The roadbed has been most substantially constructed and is the wonder of those who have seen it. There has been a delay in getting the equipment ready, or this road would have been in full operation ere this.
They use the overhead system of trolley, and it is the intention of the company to start the cars to-day.
Equal in importance is the construction of the Colorado Springs and Cripple Creek line which is now under construction. Seven miles of wire have been stretched and the road graded on the west end.
It is being pushed with rapidity.
The city of Colorado Springs has a magnificent system of water works that extend back into the mountains many miles, and there is stored an energy that will move millions of wheels of industry if properly used.
In July a proposition was submitted to the city council asking it to grant the use of this water power to a railroad company for the purpose of generating electricity with which to operate a line to Cripple Creek.
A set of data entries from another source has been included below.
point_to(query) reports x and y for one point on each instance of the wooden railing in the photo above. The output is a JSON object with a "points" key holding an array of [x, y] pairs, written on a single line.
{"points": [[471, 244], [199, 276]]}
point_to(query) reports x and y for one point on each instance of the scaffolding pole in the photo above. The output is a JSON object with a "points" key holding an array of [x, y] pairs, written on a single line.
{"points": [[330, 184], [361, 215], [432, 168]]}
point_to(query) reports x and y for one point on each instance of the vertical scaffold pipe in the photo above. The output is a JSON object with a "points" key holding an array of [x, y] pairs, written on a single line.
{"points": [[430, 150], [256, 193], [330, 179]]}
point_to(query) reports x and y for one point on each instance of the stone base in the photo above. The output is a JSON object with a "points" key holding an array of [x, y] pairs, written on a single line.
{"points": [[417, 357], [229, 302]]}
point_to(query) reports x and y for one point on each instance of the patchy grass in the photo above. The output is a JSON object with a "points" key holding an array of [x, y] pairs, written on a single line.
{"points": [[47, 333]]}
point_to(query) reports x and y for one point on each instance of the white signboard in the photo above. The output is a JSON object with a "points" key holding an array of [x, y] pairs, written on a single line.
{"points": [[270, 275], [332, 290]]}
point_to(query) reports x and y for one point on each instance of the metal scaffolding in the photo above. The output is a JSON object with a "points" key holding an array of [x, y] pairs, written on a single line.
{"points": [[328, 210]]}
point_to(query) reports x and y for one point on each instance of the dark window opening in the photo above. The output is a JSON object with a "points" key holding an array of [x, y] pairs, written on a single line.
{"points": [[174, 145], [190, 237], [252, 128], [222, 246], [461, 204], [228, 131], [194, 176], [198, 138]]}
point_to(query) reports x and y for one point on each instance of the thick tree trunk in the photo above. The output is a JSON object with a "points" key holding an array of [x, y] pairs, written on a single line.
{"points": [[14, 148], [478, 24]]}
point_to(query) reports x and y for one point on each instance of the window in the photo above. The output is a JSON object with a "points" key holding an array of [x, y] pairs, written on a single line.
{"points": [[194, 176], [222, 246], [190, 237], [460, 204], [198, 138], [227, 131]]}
The franchise was given the road, properly hedged with the safeguards to the interests of the people. The rights were placed with Hon. Irving Howbert as trustees.
The railroad company will begin using them in time as the conditions are fulfilled. There is such a tremendous pressure in the pipes that the water will be simple used to turn the wheels of the machinery that generates the electricity.
This will then be distributed along the line by what is known as the three-phase system.
The gentlemen who are building the District road, and others who had become interested in having the lines extended to this city, visited England in the summer and made arrangements for placing $1,500,000 of bonds with which to secure money for the building and equipment of the rest of the line.
The money was subscribed largely by those who own the District road. The bonds have been prepared and all preliminary arrangements made.
So sure are the people interested in the District road that there will be no hitch in the money negotiations that they have already begun work on their power houses.
At the head of the city water works system and about six miles from the camp will be created the first power house.
Some days ago a force of men with proper materials was sent to the site of the proposed power house and began work.They are laying the necessary pipe to divert the water from the city's line through their motor, and are preparing to string wire to Cripple Creek.
The machinery for the power plant has been ordered and is expected to arrive here by the middle of next month. It is proposed to have two and perhaps more stations for generation of electricity along the line.
This one is being put in first because the Cripple Creek end of the line is completed. Six lines of wire are being strung, there being telephone and telegraph wires as well as those that are to carry the power.
A name has not yet been selected for the new line, although it will probably not be called the "District" road after starting east from the camp.
At the Colorado Springs and Cripple Creek end of the route the cars will be operated by the overhead trolley system, as the element of danger is less in that.
Along the main course of the line as it crosses the mountains what will be known as the third-rail system will be used. This has proved a very great success where used in the east.
A third rail is pinched in the middle of the road-bed and a trolley beneath the motor car runs on this, thus receiving the necessary electricity. The third rail is charged with electricity and is fed from wires strung along the course of the road.
The track will be standard gauge and the cars so constructed that they can be attached to any stream railroad train. Every car will be supplied with air brakes the same as steam railroads.
There will be thirty trains a day, including freight. Twenty will be passenger, ten each way, and the time will be a little over one hour between Cripple Creek and Colorado Springs.
The ore will be carried in automatically constructed cars, thus perfecting a system by which ore is handled automatically from the time it leaves the shaft at the mine to its treatment at the mills.
The distance of the Colorado Springs line will be thirty-two miles, connecting with the District system at the horseshoe at the head of Squaw gulch.
The maximum grade is only 7 per cent. This is not a steep grade for mountain railroading, as everyone familiar with Colorado knows.
The Midland exceeds that in Ute pass, and the Rio Grande exceeds it in many places while the cog road to Pike's Peak has a grade of 25 per cent.
It is projected that at Colorado City there shall be built a number of mills and reduction works, and there will be treated the vast quantities of low grade gold ore of Cripple Creek.
With coal just a five miles away that can be mined and hauled at less than $1 a ton, the possibilities of this vicinity for treatment of low grade ore are immense.
It is proposed that the road shall be absolutely independent of any combinations and that only a reasonable profit shall be charged.
Nearly every hole dug in Cripple Creek shows rock that will run as high as $10 a ton. It will be possible to treat all of this at a profit when it can be handled so cheaply, and the supply will be inexhaustible so far as this generation is concerned.